Determining the genomic elements underlying adaptive evolution in a species is essential for connecting genetic variation to phenotypes and fitness, but current statistical methods overlook the confounding effect population histories have on the identification and localization of adaptive mutations. The field of genomics urgently needs methods that (i) model the complex interaction between various modes of selection and population histories; (ii) accurately identify and localize mutations, genes, and pathways underlying adaptive traits for further experimental validation; and (iii) efficiently analyze large scale datasets. Without such methods, the role of adaptation in human molecular evolution cannot be determined. The long-term goal of the researchers is to develop state-of-the-art methods for the detailed inference of evolutionary parameters and disease pathways from next-generation sequencing datasets. The objective of this application is to characterize the genomic elements underlying adaptive evolution in the human genome, through the development and application of a suite of novel statistical and computational methods.

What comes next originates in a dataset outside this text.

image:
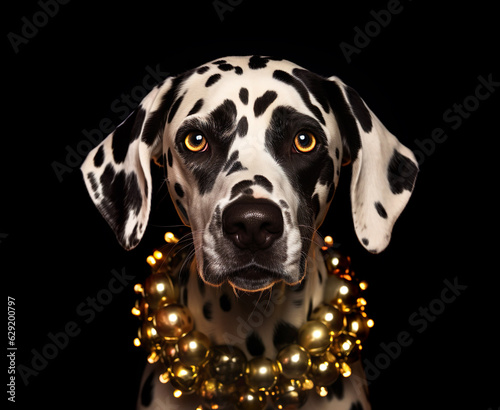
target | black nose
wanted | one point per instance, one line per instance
(252, 224)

The aims of the proposal are to: 1) identify adaptive mutations in diverse human populations using novel, probabilistically interpretable frameworks; 2) develop a frame-work for joint inference of selection and population history from whole-genome sequences; and 3) characterize gene subnetworks underlying human adaptive evolution by developing and applying new tests for polygenic adaption to human genomic data. The methods developed will be applicable to existing and emerging genome- wide polymorphism and next-generation sequencing datasets for humans and a range of other organisms. The contribution of the proposed research will be significant because it will shed light on the mutations that allowed human ancestors to survive in the face of novel environments, diets, and pathogens; humans will face similar environmental pressures in the future, and the proposed research will determine genetic pathways that are critical to human survival in a hostile world. The proposed research is innovative in many distinct ways. First, these new methods will be able to test for multiple modes of selection, moving beyond classifying sites as simply neutral or adaptive. Second, the methods developed here will control for dependencies among statistics measuring selection, enabling new understanding of which combinations of genomic signatures are most informative for the detection of different modes of selection. Third, the proposed research will expand the focus of population-genomic studies of adaptation beyond monogenic adaptation to polygenic adaptation. The out- comes of this research will have an important positive impact: giving new insight into the interaction between selection and dynamic population histories in generating human genetic diversity, while determining how adaptation shapes the human phenotype and advancing our understanding of the biology of the human genome.
Adaptation to shifting environments and diets has been critical to the survival of the human species since modern humans emerged from Africa ~70,000 years ago. The proposed research is relevant to public health because the new methods developed here will be applied to large-scale sequencing datasets to identify mutations that allowed human ancestors to survive in the face of novel environments, diets, and pathogens; these results will also be used to characterize genetic pathways critical to human survival in a hostile world. Thus, the proposed research is relevant to the part of NIH's mission pertaining to developing fundamental knowledge that will enhance health.